Issue #2278
closedRemove checksum_type from the srpm and drpm collections
Description
[UPDATE]
We need to write a migration which removes the checksum_type field from the srpm and drpm collections. This is similar to the work done with this migration[0].
[0]: https://github.com/pulp/pulp_rpm/pull/821/files
I'm running the process defined here: https://raw.githubusercontent.com/pulp/pulp/pulp-2.8.0-1/playpen/mongoengine/README and failing with errors. I've attached the log file to this issue.

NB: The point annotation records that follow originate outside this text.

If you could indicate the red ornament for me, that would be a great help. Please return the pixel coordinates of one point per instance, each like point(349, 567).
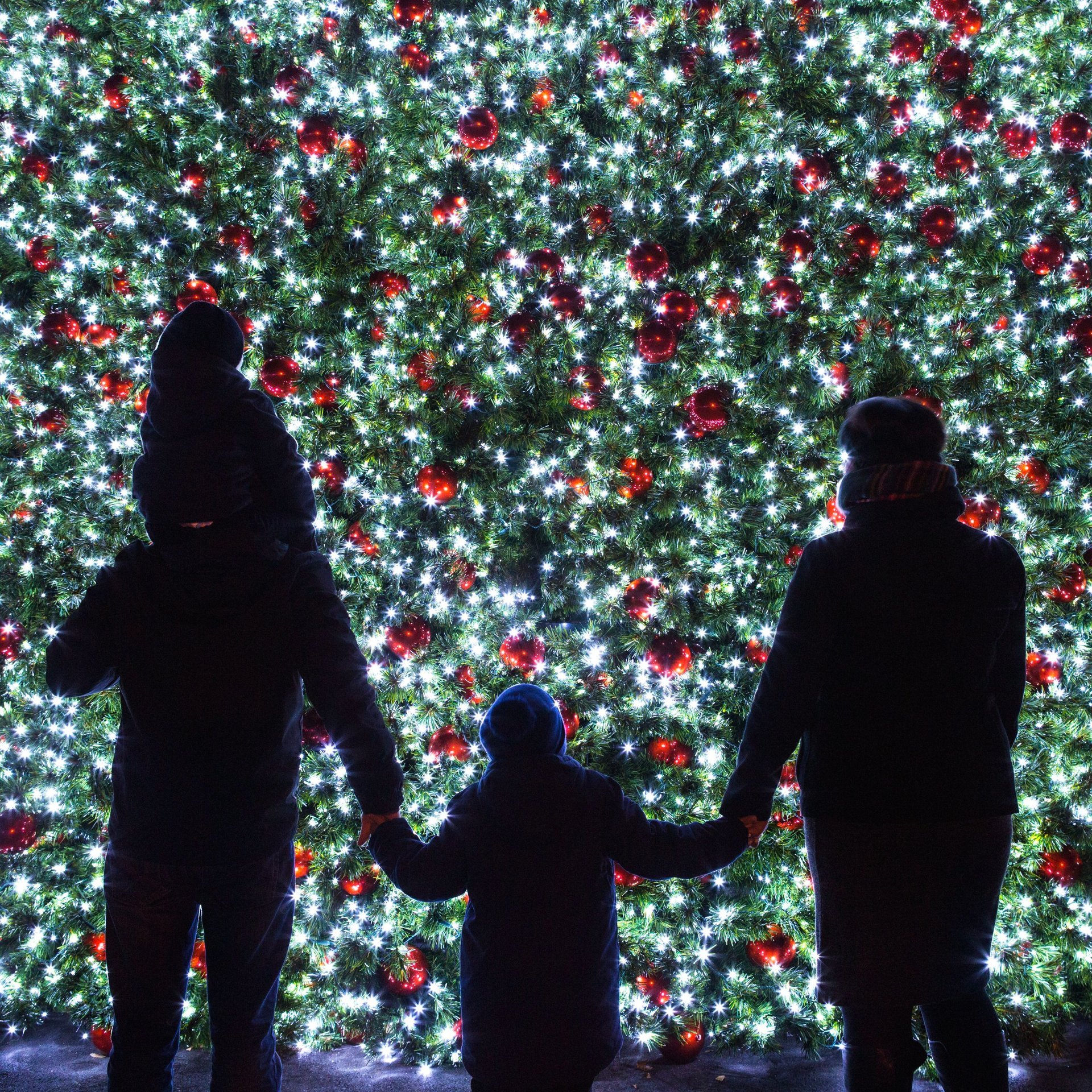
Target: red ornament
point(1019, 139)
point(113, 94)
point(784, 295)
point(411, 14)
point(812, 173)
point(745, 45)
point(907, 47)
point(647, 261)
point(1073, 585)
point(669, 655)
point(279, 375)
point(676, 308)
point(567, 300)
point(1036, 473)
point(449, 211)
point(447, 743)
point(777, 949)
point(656, 342)
point(684, 1044)
point(313, 731)
point(1042, 669)
point(640, 477)
point(478, 128)
point(953, 66)
point(195, 291)
point(589, 383)
point(437, 483)
point(1045, 256)
point(521, 653)
point(1072, 133)
point(1064, 866)
point(18, 829)
point(973, 114)
point(937, 225)
point(316, 136)
point(954, 160)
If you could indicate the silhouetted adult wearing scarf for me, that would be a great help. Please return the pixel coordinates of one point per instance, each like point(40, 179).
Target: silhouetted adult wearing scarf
point(209, 632)
point(899, 669)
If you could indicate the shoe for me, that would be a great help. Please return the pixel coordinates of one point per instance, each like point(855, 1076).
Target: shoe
point(980, 1072)
point(875, 1069)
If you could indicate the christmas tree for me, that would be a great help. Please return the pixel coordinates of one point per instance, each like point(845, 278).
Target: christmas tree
point(565, 305)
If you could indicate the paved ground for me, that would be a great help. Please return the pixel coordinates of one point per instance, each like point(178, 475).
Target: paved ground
point(55, 1058)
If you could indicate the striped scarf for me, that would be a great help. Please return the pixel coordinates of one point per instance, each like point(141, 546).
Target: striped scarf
point(895, 482)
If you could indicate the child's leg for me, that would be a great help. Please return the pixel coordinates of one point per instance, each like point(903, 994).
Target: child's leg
point(247, 925)
point(151, 921)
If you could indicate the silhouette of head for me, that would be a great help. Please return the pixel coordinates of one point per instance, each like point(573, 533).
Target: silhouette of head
point(891, 431)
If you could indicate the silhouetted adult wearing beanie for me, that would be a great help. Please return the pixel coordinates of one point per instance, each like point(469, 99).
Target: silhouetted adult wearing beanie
point(899, 669)
point(210, 632)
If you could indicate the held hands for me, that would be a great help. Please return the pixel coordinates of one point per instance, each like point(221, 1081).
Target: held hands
point(755, 828)
point(369, 824)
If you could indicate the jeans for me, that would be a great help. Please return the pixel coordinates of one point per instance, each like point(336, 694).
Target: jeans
point(151, 925)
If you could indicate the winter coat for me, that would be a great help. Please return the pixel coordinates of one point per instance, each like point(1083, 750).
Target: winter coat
point(899, 669)
point(534, 843)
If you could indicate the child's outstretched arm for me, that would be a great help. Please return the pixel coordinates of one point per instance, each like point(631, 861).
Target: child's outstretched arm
point(81, 657)
point(432, 872)
point(662, 850)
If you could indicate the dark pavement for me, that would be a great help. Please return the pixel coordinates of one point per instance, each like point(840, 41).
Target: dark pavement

[root@pulp-p01 tmp]# cat /etc/system-release
Scientific Linux release 6.6 (Carbon)
[root@pulp-p01 tmp]# uname -a
Linux pulp-p01.xxx.xxx.xxx 2.6.32-504.8.1.el6.x86_64 #1 SMP Tue Jan 27 13:39:10 CST 2015 x86_64 x86_64 x86_64 GNU/Linux
[root@pulp-p01 tmp]# rpm -qa | grep pulp
python-pulp-bindings-2.7.1-1.el6.noarch
pulp-puppet-consumer-extensions-2.7.1-1.el6.noarch
python-pulp-repoauth-2.7.1-1.el6.noarch
pulp-puppet-plugins-2.7.1-1.el6.noarch
pulp-consumer-client-2.7.1-1.el6.noarch
pulp-rpm-yumplugins-2.7.1-1.el6.noarch
python-pulp-common-2.7.1-1.el6.noarch
pulp-selinux-2.7.1-1.el6.noarch
pulp-puppet-handlers-2.7.1-1.el6.noarch
python-pulp-puppet-common-2.7.1-1.el6.noarch
python-pulp-agent-lib-2.7.1-1.el6.noarch
pulp-rpm-consumer-extensions-2.7.1-1.el6.noarch
m2crypto-0.21.1.pulp-8.el6.x86_64
python-pulp-oid_validation-2.7.1-1.el6.noarch
pulp-rpm-plugins-2.7.1-1.el6.noarch
python-isodate-0.5.0-4.pulp.el6.noarch
python-kombu-3.0.24-10.pulp.el6.noarch
pulp-agent-2.7.1-1.el6.noarch
mod_wsgi-3.4-2.pulp.el6.x86_64
python-pulp-rpm-common-2.7.1-1.el6.noarch
pulp-server-2.7.1-1.el6.noarch
python-pulp-client-lib-2.7.1-1.el6.noarch
pulp-rpm-handlers-2.7.1-1.el6.noarch
Any guidance would be greatly appreciated. Thanks!
Files
Related issues
Updated by bmbouter over 8 years ago
In your case there is a data quality problem in your database that needs to be corrected. Two of your repositories have a 'null' as their repo id. Pulp needs all repos to have a unique value for repo_id. This was likely created due to a Pulp bug, but to upgrade your database to newer Pulp code you'll need to resolve this.
The easy way is to remove one or more of the offending repositories and then re-run the validation tool. You may try to look at the detail view of a repository to determine if the repo_id field is missing or null.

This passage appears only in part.